Afrique du Sud : le roi est mort. Vive le roi !

C’est la fin de l’histoire pour le président Jacob Zuma qui a enfin démissionné de la présidence de l’Afrique du Sud.  Les jeux étaient faits depuis de la 54e conférence nationale en décembre dernier, lorsque l’ancien chef syndical devenu multimillionnaire, Cyril Ramaphosa, est devenu, contre Zuma et son clan, le nouveau chef de l’ANC.  La saga de Zuma d’autre part, est loin d’être terminée. Des dizaines d’accusations de corruption, qui n’ont pu être judiciarisées alors que Zuma avait l’impunité présidentielle, risquent de rebondir, ce qui pourrait autrement affecter plusieurs hauts responsables de l’ANC.

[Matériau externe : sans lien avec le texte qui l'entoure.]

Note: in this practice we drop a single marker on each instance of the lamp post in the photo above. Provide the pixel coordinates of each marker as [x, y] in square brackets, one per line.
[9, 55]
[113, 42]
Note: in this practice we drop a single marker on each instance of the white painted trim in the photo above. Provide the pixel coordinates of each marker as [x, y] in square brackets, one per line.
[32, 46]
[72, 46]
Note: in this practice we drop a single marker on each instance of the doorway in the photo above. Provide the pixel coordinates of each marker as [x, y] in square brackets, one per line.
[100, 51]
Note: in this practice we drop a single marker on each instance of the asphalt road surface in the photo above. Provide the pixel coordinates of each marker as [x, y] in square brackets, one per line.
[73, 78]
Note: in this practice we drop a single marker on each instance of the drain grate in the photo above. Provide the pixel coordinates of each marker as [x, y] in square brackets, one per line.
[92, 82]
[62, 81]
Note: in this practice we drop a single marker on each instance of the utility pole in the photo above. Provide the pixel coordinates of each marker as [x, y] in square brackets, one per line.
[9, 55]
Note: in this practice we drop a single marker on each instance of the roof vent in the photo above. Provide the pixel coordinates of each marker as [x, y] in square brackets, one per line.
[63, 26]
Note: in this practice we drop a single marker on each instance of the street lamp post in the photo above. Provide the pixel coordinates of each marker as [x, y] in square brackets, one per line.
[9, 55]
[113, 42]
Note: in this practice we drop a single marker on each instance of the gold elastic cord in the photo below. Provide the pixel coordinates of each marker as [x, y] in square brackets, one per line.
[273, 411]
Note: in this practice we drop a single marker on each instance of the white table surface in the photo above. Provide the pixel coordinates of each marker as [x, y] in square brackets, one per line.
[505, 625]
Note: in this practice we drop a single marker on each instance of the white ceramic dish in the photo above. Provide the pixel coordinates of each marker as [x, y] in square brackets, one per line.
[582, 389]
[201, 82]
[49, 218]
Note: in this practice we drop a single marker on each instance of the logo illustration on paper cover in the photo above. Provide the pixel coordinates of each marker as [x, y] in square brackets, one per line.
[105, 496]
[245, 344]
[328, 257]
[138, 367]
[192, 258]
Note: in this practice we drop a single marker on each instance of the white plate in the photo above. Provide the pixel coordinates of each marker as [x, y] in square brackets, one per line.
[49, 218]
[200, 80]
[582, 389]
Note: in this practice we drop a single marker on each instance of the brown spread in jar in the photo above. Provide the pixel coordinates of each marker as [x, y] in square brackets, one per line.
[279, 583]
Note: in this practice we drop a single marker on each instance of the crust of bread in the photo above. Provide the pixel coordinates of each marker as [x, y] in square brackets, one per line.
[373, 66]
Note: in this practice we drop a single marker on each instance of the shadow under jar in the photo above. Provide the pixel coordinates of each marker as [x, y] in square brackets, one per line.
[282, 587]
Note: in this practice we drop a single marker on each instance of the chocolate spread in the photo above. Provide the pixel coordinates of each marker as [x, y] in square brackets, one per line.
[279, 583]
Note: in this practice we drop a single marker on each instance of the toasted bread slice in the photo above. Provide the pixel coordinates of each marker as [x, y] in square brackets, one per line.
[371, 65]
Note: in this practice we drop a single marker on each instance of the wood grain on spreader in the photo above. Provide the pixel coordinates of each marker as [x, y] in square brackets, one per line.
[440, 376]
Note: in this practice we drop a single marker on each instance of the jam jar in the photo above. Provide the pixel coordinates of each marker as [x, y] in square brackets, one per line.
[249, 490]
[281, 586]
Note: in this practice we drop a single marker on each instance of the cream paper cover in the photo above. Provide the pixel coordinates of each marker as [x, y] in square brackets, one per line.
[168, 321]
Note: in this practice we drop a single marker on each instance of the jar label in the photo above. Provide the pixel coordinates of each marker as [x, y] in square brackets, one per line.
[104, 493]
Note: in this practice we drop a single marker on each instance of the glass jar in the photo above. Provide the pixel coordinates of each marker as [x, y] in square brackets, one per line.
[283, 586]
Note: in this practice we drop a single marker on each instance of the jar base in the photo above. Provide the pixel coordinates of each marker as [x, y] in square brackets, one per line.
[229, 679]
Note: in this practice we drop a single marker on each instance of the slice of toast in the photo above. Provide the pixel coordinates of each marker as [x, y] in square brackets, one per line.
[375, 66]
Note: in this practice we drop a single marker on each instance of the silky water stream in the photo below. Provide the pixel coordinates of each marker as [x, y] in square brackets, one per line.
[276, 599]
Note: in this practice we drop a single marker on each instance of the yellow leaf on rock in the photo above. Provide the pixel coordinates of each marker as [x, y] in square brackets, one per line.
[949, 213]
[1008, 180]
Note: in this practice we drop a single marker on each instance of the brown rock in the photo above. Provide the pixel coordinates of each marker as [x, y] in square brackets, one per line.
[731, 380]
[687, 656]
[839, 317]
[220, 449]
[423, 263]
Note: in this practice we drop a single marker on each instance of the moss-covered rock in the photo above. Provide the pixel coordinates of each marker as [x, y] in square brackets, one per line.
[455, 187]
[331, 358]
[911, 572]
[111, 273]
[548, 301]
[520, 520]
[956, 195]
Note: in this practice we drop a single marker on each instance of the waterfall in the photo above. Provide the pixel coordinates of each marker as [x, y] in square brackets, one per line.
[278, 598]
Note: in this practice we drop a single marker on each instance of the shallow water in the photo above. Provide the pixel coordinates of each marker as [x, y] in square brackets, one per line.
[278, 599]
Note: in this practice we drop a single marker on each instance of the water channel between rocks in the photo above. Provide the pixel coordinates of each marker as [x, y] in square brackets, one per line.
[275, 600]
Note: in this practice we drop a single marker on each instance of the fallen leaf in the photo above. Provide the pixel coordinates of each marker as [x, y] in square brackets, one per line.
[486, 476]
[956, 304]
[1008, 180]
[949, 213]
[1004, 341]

Un pays riche plein de pauvres

L’Afrique du Sud est, avec le Brésil, le pays le plus inégalitaire au monde. 1 % de la population dispose de 67 % de la richesse nationale. Selon les estimations du gouvernement sud-africain, plus de moitié de la population est en dessous du seuil de la pauvreté. Or 64 % des pauvres sont Africains, contre 1 % des Blancs. D’autre part, près de 40 % des Africains sont sans travail. Entre-temps depuis 1994, les écarts se sont accrus : le salaire des 5 % mieux payés a augmenté de 40 %, pendant que celui des 5 % les plus pauvres a chuté de 17 %. Pourtant l’Afrique du Sud fait partie du club sélect des pays dits « émergents », avec un taux de croissance de près de 3 % depuis le début de la décennie (en baisse depuis 2008), et un PNB de plus de 500 milliards de dollars. La richesse est basée sur les immenses ressources naturelles exportées vers l’Europe et la Chine. Cependant, le contraste est grand lorsqu’on regarde les choses du point de vue de l’indice du développement humain (IDH) : l’Afrique du Sud se classe au 121e rang sur 177 pays.

Un problème qui persiste

Quand l’ANC est arrivé au pouvoir en 1994, l’Afrique du Sud était déjà un pays de pauvreté extrême. Mandela et les autres dirigeants de l’AN pensaient bien faire en négociant un « grand compromis », dont le but était d’améliorer la situation des Africains, tout en réinventant une démocratie non raciale, mais sans toucher aux privilèges des Blancs. Historiquement, le programme de l’ANC (la « Charte de la liberté ») promettait une grande transformation économique, et surtout la réappropriation par la majorité africaine des richesses volées par le colonialisme et l’apartheid. Confronté à l’opposition des élites sud-africaines et des pays occidentaux, Nelson Mandela a capitulé, en promettant qu’il n’y aurait ni nationalisation des grandes entreprises ni réforme agraire substantielle. Certes, des progrès ont été réalisés. 16 millions de personnes (contre moins de 2,5 millions avant 1994) reçoivent des transferts monétaires de l’État. Dans les townships, plusieurs millions de personnes ont bénéficié d’aides pour reconstruire ou améliorer leurs logis.  Mais au total, la situation demeure précaire pour la majorité africaine. Une grande partie des emplois non qualifiés dans les mines, l’industrie et les services ont été abolis dans le contexte de l’utilisation de nouvelles technologies et de diverses mesures des entreprises pour économiser sur les coûts salariaux. La croissance économique s’est produite selon les investissements en technologie, les rachats d’entreprises, plutôt que par la création d’emplois.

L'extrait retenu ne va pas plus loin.